2.5. Subject to Clause B.2.4, the Customer’s licence to use the Software shall continue to be automatically renewed for subsequent Renewal Periods in accordance with the procedure specified in Clauses B.2.3 and B.2.4.
2.6. All IPR in and all other rights not expressly granted to Customer are reserved to the owner of such Software and the owner thereof retains title to and all IPR in all copies.
2.7. Except as prohibited by applicable law, Customer may not make copies of Software, other than for archival purposes, or modify, decompile, or reverse-engineer Software.
2.8. Customer may not transfer any operating system Software licence with its related Equipment without the prior written consent of Solid Solutions.

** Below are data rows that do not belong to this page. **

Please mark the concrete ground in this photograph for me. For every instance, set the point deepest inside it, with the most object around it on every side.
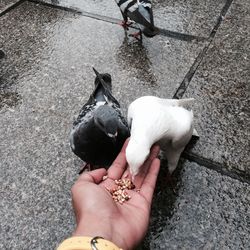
(47, 50)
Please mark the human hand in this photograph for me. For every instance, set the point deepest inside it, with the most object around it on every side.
(97, 214)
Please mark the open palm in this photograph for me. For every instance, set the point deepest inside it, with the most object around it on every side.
(97, 214)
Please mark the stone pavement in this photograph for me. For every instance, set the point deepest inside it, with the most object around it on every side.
(46, 75)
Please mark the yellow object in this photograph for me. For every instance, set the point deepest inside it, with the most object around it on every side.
(84, 243)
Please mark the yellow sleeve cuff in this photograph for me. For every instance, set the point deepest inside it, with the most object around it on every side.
(84, 243)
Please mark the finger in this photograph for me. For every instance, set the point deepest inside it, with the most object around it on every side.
(119, 165)
(94, 176)
(139, 178)
(148, 185)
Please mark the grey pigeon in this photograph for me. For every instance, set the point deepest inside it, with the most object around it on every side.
(100, 130)
(162, 121)
(139, 11)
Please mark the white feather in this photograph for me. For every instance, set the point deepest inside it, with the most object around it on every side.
(164, 121)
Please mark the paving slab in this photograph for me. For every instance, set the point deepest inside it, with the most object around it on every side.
(221, 89)
(5, 4)
(192, 16)
(48, 58)
(208, 211)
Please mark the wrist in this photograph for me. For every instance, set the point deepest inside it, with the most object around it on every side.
(93, 226)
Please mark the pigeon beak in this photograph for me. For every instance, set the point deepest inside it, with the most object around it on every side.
(113, 137)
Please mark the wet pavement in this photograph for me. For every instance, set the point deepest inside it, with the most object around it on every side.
(46, 75)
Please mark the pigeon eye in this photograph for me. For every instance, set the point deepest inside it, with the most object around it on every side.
(101, 124)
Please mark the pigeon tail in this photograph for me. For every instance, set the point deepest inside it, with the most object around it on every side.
(103, 88)
(150, 32)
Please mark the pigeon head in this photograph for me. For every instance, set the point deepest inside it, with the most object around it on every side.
(106, 119)
(106, 78)
(136, 154)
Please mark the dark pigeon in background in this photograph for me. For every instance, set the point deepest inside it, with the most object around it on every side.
(139, 11)
(100, 130)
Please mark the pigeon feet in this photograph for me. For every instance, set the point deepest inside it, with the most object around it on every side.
(126, 24)
(137, 36)
(86, 166)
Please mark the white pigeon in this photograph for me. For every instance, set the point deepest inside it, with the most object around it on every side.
(162, 121)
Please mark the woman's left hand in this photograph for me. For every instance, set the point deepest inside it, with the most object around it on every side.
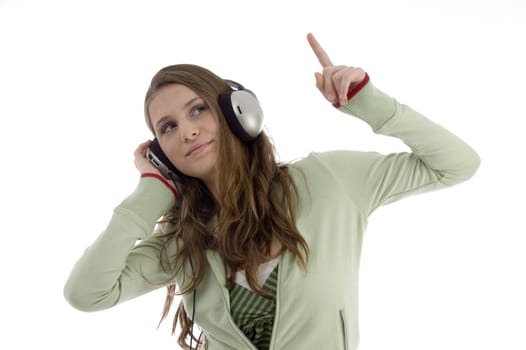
(334, 82)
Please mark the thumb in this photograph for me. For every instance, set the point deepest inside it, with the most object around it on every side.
(319, 82)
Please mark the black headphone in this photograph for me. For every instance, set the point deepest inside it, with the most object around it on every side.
(242, 111)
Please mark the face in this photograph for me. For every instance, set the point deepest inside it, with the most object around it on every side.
(187, 131)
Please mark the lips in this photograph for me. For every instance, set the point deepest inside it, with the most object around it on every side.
(197, 148)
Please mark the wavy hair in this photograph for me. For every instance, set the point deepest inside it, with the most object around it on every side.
(256, 204)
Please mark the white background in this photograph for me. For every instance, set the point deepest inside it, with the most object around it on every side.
(445, 270)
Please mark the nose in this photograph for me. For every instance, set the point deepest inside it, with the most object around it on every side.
(189, 132)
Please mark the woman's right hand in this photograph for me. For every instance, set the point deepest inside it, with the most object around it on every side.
(141, 162)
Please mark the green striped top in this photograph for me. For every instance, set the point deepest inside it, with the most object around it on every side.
(254, 314)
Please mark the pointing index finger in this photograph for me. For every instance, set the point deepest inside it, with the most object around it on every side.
(323, 58)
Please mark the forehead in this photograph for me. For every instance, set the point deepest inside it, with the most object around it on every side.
(169, 99)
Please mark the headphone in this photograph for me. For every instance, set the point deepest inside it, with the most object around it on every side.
(244, 117)
(242, 111)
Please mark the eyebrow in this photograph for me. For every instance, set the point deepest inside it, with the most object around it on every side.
(191, 101)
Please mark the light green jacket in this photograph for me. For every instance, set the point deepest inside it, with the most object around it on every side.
(316, 309)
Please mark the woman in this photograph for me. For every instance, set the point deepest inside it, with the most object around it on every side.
(265, 255)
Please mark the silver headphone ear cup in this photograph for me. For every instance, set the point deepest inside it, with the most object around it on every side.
(243, 113)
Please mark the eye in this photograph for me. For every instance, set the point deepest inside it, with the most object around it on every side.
(168, 127)
(197, 110)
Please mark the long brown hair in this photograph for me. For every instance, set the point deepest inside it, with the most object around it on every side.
(257, 202)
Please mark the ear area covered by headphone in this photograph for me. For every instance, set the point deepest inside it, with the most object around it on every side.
(242, 111)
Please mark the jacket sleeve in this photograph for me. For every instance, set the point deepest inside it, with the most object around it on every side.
(437, 159)
(123, 262)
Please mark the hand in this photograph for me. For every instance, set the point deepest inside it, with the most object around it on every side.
(334, 82)
(141, 162)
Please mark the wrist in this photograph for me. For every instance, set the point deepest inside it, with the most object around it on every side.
(163, 180)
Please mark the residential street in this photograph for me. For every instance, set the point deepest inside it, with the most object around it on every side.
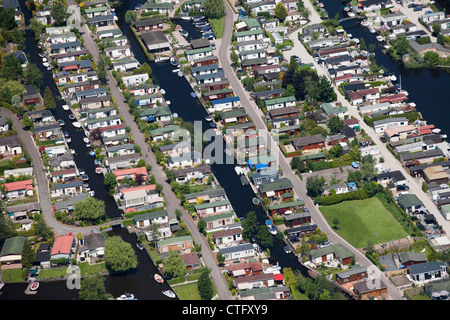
(257, 116)
(172, 202)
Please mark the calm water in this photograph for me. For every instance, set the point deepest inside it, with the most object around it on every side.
(427, 88)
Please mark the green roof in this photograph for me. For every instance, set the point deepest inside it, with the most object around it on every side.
(211, 204)
(275, 185)
(13, 246)
(279, 100)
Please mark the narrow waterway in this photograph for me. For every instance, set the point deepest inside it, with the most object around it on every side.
(138, 281)
(427, 88)
(178, 93)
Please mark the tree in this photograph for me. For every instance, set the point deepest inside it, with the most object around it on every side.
(214, 9)
(90, 209)
(49, 99)
(92, 288)
(314, 185)
(204, 285)
(33, 75)
(335, 125)
(59, 13)
(174, 265)
(120, 255)
(280, 11)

2.9. Software sales are final. All sales including or related to software licenses or subscriptions from SOLIDWORKS, Dassault Systemes, Solid Professor, Oqton, 3D Systems, Artec, and Zeiss (“Software Products”) are final.
3. Product Warranty
3.1 Solid Solutions will use its reasonable endeavours to assign to, or procure for the benefit of, the Customer any warranties generally made available by any third party manufacturer or distributor of the Products. Save as expressly provided in the Order:
(a) Solid Solutions does not provide any warranty relating to the Products; and
(b) all Products are provided without any obligation for Solid Solutions to maintain or support such Products.
3.2. Customer's sole and exclusive remedy and Solid Solutions’ entire liability for breach of any warranties, conditions, terms, representations, statements, undertakings and/or obligations in relation to the Products will be (at Solid Solutions option): (a) the repair of defective Product; (b) the replacement of defective Product or (c) the issuance of a credit note to the Customer in respect of such Product. Title in all defective Equipment (or parts thereof) which are removed shall transfer back to Solid Solutions.

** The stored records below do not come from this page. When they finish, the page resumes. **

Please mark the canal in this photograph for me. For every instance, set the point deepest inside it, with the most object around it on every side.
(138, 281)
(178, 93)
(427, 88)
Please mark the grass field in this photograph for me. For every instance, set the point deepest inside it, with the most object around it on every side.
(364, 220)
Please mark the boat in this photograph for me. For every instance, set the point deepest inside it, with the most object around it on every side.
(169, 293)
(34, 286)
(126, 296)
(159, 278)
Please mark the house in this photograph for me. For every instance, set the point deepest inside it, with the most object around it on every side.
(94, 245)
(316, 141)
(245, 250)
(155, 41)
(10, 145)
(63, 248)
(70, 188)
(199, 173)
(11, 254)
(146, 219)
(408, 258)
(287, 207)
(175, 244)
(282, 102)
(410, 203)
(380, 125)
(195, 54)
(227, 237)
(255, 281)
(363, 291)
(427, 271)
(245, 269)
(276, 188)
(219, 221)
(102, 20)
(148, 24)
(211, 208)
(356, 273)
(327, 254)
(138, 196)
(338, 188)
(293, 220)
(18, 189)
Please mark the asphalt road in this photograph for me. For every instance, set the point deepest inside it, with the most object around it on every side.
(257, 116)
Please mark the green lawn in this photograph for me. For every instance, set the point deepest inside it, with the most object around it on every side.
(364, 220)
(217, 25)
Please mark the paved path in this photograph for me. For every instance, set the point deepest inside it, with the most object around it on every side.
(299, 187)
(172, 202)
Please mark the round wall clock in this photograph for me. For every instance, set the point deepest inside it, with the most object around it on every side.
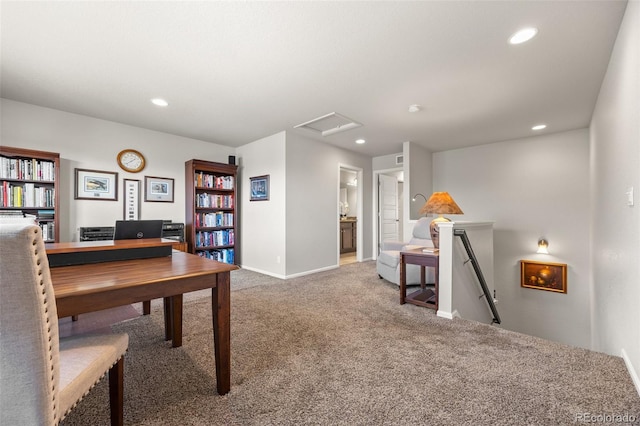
(131, 160)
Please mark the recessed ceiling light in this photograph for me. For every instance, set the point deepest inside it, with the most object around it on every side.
(523, 35)
(159, 102)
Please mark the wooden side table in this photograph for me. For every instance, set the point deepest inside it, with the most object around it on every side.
(425, 296)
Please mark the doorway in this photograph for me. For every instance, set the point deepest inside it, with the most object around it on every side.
(388, 206)
(349, 215)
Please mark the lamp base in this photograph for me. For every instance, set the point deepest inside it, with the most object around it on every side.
(435, 232)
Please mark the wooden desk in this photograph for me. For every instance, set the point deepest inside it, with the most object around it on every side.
(93, 287)
(424, 296)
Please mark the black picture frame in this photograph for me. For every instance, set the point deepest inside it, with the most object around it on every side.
(96, 185)
(158, 189)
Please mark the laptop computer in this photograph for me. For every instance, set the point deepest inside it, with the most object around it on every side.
(134, 229)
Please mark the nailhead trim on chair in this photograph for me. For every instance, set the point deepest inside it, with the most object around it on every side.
(34, 242)
(88, 390)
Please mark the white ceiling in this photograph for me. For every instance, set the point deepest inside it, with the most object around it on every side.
(234, 72)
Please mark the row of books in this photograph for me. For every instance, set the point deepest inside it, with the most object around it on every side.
(214, 201)
(26, 195)
(48, 231)
(224, 237)
(212, 220)
(44, 219)
(16, 168)
(222, 255)
(205, 180)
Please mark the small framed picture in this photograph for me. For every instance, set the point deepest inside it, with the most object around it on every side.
(131, 199)
(543, 275)
(158, 189)
(259, 188)
(96, 185)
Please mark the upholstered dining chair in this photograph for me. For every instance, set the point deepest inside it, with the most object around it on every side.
(388, 262)
(42, 376)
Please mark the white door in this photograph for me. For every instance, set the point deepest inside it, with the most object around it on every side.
(388, 199)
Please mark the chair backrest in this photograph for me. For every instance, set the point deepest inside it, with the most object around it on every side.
(421, 233)
(29, 340)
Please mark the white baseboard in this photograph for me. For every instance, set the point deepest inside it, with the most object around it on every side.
(260, 271)
(302, 274)
(632, 371)
(285, 277)
(443, 314)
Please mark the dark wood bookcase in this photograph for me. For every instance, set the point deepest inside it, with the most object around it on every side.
(29, 185)
(211, 220)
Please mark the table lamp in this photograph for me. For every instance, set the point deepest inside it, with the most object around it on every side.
(439, 203)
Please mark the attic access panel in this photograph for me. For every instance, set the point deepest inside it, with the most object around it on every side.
(329, 124)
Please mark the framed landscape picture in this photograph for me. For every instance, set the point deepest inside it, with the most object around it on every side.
(259, 188)
(96, 185)
(543, 275)
(158, 189)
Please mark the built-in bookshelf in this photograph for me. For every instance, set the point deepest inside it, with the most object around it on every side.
(210, 223)
(29, 187)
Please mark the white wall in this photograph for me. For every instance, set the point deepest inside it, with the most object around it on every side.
(530, 188)
(312, 203)
(417, 179)
(89, 143)
(615, 150)
(263, 224)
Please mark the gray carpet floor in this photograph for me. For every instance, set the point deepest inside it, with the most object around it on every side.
(336, 348)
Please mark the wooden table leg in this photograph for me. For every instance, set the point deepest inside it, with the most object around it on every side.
(176, 320)
(146, 307)
(221, 310)
(403, 280)
(168, 319)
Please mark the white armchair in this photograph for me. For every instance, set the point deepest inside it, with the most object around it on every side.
(43, 376)
(388, 262)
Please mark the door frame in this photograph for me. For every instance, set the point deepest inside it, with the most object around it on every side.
(359, 211)
(376, 208)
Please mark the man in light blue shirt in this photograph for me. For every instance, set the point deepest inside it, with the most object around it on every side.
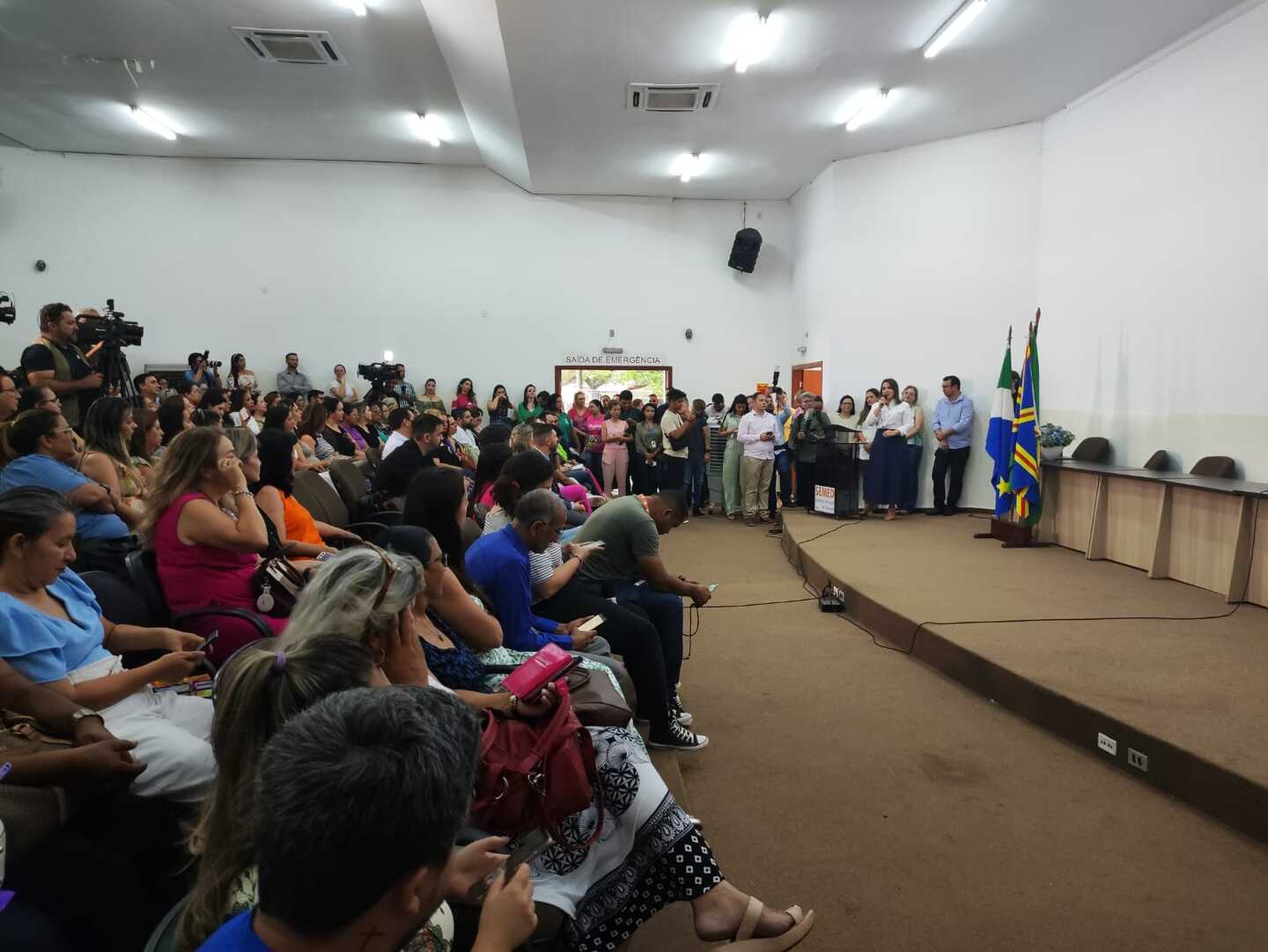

3.3. No warranty will apply to any Product which has been:
(a) modified, altered or adapted without Solid Solutions' written consent;
(b) abused or used in a manner other than in accordance with the relevant manual;
(c) repaired by any third party (other than by Solid Solutions or any third party contracted by Solid Solutions to perform any of Solid Solutions obligations under any Contract);
(d) improperly installed by any party other than Solid Solutions (or any third party contracted by Solid Solutions to perform any of Solid Solutions obligations under any Contract); or
(e) used with equipment or software not covered by the warranty, to the extent that the problems are attributable to such use.
4. Return Shipping
You must pack the product according to our instructions to prevent damage in transit. You will be responsible for paying all shipping costs. You may want to insure the package for its value, as you will be responsible for any damage occurring in transit. We suggest using a shipping service that allows you to track the package.

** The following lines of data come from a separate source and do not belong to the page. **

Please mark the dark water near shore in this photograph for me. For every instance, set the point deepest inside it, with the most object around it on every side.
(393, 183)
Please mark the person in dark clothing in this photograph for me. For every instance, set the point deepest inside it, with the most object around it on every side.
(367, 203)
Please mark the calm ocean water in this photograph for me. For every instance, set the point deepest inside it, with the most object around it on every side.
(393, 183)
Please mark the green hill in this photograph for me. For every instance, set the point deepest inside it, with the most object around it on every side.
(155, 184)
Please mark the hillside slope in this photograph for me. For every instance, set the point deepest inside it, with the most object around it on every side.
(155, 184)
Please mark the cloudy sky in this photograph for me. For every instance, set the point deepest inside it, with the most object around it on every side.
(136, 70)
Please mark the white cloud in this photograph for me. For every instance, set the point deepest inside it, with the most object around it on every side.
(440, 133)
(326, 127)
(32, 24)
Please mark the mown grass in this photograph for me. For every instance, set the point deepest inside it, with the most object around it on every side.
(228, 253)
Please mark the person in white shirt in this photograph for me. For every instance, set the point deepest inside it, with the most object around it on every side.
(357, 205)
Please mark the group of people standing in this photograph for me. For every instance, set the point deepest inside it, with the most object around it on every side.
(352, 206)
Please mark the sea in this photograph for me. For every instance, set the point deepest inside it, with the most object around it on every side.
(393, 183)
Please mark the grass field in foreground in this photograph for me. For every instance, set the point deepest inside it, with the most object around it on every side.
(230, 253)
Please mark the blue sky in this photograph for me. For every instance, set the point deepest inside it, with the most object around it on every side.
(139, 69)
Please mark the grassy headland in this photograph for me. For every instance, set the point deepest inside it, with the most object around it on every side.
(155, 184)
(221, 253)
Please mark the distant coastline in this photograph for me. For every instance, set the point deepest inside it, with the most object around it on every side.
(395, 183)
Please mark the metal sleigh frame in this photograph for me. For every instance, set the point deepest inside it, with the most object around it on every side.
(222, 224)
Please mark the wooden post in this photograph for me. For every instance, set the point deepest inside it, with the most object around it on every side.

5. Extraterritorial Returns
Solid solutions is not responsible for any return shipping costs and any incidental fees or tariffs. You should familiarize yourself with your region’s customs policies and shipping providers.
6. Restocking Fee
For non-defective items returned within the fifteen (15) day window, Solid Solutions may charge a restocking fee equal to 10% of the original purchase price of each product returned. This fee will be deducted from your refund.
7. Refund
If a refund is approved, a credit will automatically be applied to your credit card or original method of payment. This refund amount may take some time to show in your records, so before contacting Solid Solutions, please check with your credit card company, bank, or other payment service.